Ah, moving day is fast approaching... And before all the tech photos are taken, and everything is neatly packaged, I mainly think about how I will stay in touch with people. Thankfully, in today's wonderful world of technology, there are several ways to go about doing that. People who should have my phone number already do, so I won't be giving that away to anyone. But there are other methods of communication out there. How do you decide levels of relationships and who gets what piece of contact information? After the jump I'll let you in on my system and the reasoning behind it.

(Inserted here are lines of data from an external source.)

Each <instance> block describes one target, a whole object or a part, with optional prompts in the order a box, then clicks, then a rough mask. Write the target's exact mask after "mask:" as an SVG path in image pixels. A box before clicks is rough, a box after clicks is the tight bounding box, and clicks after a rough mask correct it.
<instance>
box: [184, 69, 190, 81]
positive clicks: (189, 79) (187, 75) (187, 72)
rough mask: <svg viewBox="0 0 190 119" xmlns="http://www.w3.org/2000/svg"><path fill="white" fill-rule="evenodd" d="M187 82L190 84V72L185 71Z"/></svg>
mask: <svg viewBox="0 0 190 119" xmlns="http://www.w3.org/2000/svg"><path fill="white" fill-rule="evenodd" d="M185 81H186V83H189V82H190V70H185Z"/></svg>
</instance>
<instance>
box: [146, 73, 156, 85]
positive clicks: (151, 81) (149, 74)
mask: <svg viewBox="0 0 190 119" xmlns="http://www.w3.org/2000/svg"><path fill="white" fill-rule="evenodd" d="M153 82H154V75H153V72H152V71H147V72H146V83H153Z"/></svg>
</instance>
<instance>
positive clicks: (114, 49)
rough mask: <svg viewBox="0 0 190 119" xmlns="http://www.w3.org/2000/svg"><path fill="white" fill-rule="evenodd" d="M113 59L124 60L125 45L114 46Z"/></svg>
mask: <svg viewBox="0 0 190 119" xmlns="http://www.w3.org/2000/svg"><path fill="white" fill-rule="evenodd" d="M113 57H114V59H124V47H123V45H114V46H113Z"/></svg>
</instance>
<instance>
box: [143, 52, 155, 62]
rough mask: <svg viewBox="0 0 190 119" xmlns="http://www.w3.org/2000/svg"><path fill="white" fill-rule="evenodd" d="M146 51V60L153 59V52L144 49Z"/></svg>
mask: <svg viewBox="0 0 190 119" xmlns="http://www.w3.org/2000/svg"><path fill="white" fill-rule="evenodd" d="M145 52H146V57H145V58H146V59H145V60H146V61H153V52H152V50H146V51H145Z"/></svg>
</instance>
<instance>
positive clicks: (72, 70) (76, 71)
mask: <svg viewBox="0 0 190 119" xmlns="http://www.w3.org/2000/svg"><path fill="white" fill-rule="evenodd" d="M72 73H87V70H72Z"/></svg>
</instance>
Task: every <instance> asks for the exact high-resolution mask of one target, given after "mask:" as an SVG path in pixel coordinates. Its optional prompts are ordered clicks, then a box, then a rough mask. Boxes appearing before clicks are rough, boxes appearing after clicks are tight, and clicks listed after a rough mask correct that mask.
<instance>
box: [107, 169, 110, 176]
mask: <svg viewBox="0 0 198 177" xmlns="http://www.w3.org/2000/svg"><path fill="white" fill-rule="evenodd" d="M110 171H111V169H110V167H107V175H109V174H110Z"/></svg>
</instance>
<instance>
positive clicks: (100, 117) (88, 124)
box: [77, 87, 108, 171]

The way I see it, there are four main methods which would allow people to stay in touch when one moves away: instant message, email, Facebook, and Twitter. Of course there are other perhaps more obscure methods but I'll only be focusing on the popular ones for today. My reasoning/hierarchy for who gets what level of contact rests on the principle of direct-ness of contact and how much I choose to be engaged in a conversation with someone, once I move away. The less I know you or less of a friend you are, the more disengaged or one-directional method of contact I will give someone.

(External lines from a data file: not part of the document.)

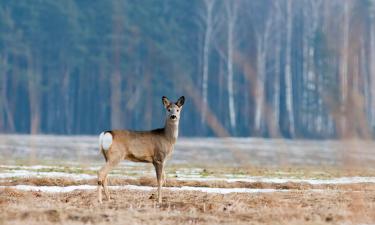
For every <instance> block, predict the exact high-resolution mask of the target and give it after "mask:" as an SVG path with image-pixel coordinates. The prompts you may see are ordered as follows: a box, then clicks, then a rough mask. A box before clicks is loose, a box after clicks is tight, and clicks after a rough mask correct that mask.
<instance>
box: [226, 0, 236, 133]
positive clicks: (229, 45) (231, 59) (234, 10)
mask: <svg viewBox="0 0 375 225" xmlns="http://www.w3.org/2000/svg"><path fill="white" fill-rule="evenodd" d="M226 3H227V4H226V9H227V16H228V37H227V50H228V59H227V70H228V83H227V88H228V106H229V119H230V126H231V130H232V134H235V132H236V109H235V104H234V93H233V74H234V72H233V50H234V30H235V29H234V28H235V24H236V17H237V11H236V9H237V8H236V6H235V4H236V2H231V1H227V2H226Z"/></svg>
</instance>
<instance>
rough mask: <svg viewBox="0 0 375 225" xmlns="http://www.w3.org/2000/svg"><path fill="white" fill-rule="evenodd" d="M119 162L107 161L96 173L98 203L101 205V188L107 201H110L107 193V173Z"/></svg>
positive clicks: (101, 190)
mask: <svg viewBox="0 0 375 225" xmlns="http://www.w3.org/2000/svg"><path fill="white" fill-rule="evenodd" d="M119 162H120V160H119V159H116V160H110V161H108V162H107V163H106V164H105V165H104V166H103V167H102V168H101V169H100V170H99V172H98V201H99V203H102V187H103V189H104V194H105V196H106V198H107V200H109V199H110V196H109V191H108V187H107V184H108V173H109V171H111V169H112V168H113V167H115V166H116V165H117V164H118V163H119Z"/></svg>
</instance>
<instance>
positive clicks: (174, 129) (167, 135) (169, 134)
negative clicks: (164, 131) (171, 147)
mask: <svg viewBox="0 0 375 225" xmlns="http://www.w3.org/2000/svg"><path fill="white" fill-rule="evenodd" d="M178 124H179V121H176V122H171V121H169V120H168V119H167V120H166V122H165V127H164V131H165V136H166V137H167V139H168V140H170V141H171V142H172V143H173V144H174V143H175V142H176V140H177V137H178Z"/></svg>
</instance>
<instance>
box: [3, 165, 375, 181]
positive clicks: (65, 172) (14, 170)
mask: <svg viewBox="0 0 375 225" xmlns="http://www.w3.org/2000/svg"><path fill="white" fill-rule="evenodd" d="M0 168H1V169H2V170H0V179H9V178H41V177H47V178H70V179H74V180H88V179H96V178H97V176H96V175H94V174H85V173H67V172H55V171H51V172H41V171H38V169H45V168H48V169H59V168H62V167H52V166H42V165H35V166H19V167H17V166H5V165H3V166H0ZM76 169H79V168H76ZM93 171H96V170H93ZM181 171H183V172H181ZM198 171H199V169H197V168H192V169H191V170H188V169H181V170H180V171H179V172H178V176H177V177H176V178H172V179H176V180H180V181H226V182H249V183H254V182H262V183H287V182H294V183H309V184H313V185H314V184H315V185H317V184H353V183H375V177H359V176H354V177H339V178H330V179H301V178H293V177H284V178H282V177H281V178H279V177H263V176H241V177H240V178H237V177H233V175H230V174H227V175H224V177H214V176H202V175H200V173H199V172H198ZM131 172H133V173H135V175H134V176H128V175H124V174H110V177H120V178H124V179H136V178H138V177H140V176H141V175H145V174H146V175H148V176H153V175H151V174H149V173H144V171H138V170H135V172H134V171H131Z"/></svg>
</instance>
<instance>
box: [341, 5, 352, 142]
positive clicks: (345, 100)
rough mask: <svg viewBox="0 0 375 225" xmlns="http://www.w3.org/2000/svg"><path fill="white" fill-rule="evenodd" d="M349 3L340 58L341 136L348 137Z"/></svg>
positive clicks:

1. Instant Messaging: This is my chief means of staying in touch online and I guard it religiously. I use Skype exclusively so not only is it an instant messaging service, but I use it to call and video chat with my friends when I'm out of town. Consequently, I am not keen on giving out my Skype name to just anyone who wants to stay in touch. This is only for the upper echelons of friends and family who I wouldn't mind interacting with on a daily basis.
2. Email: Second down the line is email which I am still very protective over. In fact, I'm very careful to have a separate email address to filter email blasts and corporate subscriptions so I'm not constantly inundated with needless messages. Same goes for acquaintances. No one will get my personal email unless I really want them to. But I am not as strict with my email communications as I am with IM because the level of interaction is less frequent and direct. I don't feel as obligated to respond immediately like I am with an IM service. And conversations tend to be more brief and less frequent.

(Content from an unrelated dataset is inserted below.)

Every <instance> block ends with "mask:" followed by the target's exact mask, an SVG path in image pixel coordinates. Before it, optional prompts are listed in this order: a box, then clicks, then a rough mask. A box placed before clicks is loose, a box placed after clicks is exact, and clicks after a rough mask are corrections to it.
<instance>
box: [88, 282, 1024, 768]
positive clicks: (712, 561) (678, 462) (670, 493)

3. Facebook: Some may say that Facebook should be above email since it is opening private information about yourself to people and why would you want that? But I personally don't put much private information on Facebook which feels more like a default place to lump in people who I know but don't wish to interact with them directly like with email and IM. People still feel connected to you, however, because they're reading your wall or looking at your pictures, etc.. The occasional Facebook chat or message is much more easy to handle than constant emails back and forth with someone you're not too close with.
4. Twitter: This is the final catch-all for anyone I sort of know or don't like but feel obligated to give them something (out of my sheer kindness). Twitter feels like a wholly one directional method of communication. You write your tweet, post it, and you're done. No obligation to retweet or respond back to people if you don't want to. This way, your semi-acquaintances will still feel satisfaction in reading your thoughts but there is no pressure whatsoever to communicate back and forth with one another.
Am I being overly protective? I'm curious to hear how others have dealt with moving away and distributing their contacts out to the masses of friends, family, acquaintances, or otherwise.